Could you answer this, for instance -- which one has a priority? - potassium imbalance, calcium imbalance, sodium imbalance, acidocis or alkalosis? Please. I don''t know the answer.
Please share your secret (we all use fake names here) - do you pick the longest answer, the shortest or answer C?
What do you do when you know the material well, give the most correct answer, and then find out that your answer is wrong? And the correct answer is some insignificant piece of information that you found lurking somewhere in the text, and you wouldn't choose it in a million years? Does it mean that the nursing logic is beyond you? What does it mean when you study hard for the exam, know and understand it well, and get a much lower grade than you received for the exam you hadn't studied for at all?
Please help :uhoh3:
Thank you - that post was really helpful. I am very frustrated by the lack of assistance from my school. I am an night student, and feel we get the short end of the stick. My professor is only available 4 hours a week in the early afternoon (difficult to arrange to get there to meet her - this is why I'm in night school after all!), so she really didn't want to see the 4 of us who showed up to go over the test.

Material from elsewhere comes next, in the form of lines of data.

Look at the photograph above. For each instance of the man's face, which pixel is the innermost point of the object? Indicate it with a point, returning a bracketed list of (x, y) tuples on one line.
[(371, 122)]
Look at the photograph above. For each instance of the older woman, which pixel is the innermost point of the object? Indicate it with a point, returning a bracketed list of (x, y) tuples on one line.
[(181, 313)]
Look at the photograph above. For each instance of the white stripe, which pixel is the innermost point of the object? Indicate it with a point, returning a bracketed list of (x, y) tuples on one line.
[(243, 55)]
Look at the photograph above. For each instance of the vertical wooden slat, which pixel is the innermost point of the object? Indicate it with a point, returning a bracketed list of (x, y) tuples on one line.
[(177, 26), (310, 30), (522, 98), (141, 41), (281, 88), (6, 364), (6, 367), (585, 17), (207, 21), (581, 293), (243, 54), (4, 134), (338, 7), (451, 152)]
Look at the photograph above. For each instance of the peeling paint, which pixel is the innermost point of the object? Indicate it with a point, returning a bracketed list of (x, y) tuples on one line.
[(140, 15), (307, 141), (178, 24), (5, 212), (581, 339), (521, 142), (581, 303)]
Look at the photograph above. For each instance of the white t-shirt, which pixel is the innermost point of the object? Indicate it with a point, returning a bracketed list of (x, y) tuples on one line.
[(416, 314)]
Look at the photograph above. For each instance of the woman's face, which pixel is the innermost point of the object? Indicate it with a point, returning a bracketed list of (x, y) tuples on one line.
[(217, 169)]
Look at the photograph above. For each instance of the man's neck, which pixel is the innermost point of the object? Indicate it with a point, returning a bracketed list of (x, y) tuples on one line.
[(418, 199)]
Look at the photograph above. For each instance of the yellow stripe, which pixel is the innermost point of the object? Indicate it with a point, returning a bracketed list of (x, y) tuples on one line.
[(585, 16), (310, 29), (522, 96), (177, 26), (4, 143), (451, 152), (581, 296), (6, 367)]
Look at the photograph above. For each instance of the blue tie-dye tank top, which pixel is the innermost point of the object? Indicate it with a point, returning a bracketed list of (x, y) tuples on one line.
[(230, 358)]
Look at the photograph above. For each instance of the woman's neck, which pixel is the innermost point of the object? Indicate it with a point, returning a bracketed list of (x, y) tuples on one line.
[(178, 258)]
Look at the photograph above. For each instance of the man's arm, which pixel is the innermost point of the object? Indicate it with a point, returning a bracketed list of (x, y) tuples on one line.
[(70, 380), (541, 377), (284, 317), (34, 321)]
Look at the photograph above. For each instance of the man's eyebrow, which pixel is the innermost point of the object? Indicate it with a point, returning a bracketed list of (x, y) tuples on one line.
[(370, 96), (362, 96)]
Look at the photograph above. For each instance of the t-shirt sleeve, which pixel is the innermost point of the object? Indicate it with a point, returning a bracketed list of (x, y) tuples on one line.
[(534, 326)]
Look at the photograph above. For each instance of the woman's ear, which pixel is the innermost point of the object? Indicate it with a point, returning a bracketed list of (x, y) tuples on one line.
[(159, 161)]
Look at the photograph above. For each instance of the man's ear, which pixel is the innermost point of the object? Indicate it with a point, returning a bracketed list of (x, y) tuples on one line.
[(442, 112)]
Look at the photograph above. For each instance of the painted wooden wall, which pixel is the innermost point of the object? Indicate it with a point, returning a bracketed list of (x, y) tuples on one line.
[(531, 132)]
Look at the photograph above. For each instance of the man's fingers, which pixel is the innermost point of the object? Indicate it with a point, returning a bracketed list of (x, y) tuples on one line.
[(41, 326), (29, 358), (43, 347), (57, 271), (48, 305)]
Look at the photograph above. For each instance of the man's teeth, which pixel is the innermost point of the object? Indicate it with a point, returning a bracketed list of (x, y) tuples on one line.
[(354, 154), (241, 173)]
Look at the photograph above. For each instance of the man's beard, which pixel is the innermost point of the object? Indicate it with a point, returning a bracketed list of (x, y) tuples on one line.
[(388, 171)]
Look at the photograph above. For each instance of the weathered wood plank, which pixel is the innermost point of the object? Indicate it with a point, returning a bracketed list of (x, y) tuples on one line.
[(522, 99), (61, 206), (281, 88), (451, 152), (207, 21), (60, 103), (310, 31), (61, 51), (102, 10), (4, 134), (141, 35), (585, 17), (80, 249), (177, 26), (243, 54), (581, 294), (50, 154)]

Going over it, I got the ones I did not read carefully enough wrong. I read them too quickly, said "I know the answer" and missed a keyword in either the question or the correct option. It really is frustrating trying to learn how to take NCLEX style questions. I have every book out there and do questions every day. I find them very straight forward, but in our exams I find that the questions are very 'wordy' and have a lot of extra unnecessary information. I found a question in the Davies NCLEX book that was very similiar to one from our test, but ours had a lot more information added to the options.
I also find the time tight, we have an hour to do 50 questions. Guess I'd better do a lot more practice questions to improve my grades to have a hope of passing.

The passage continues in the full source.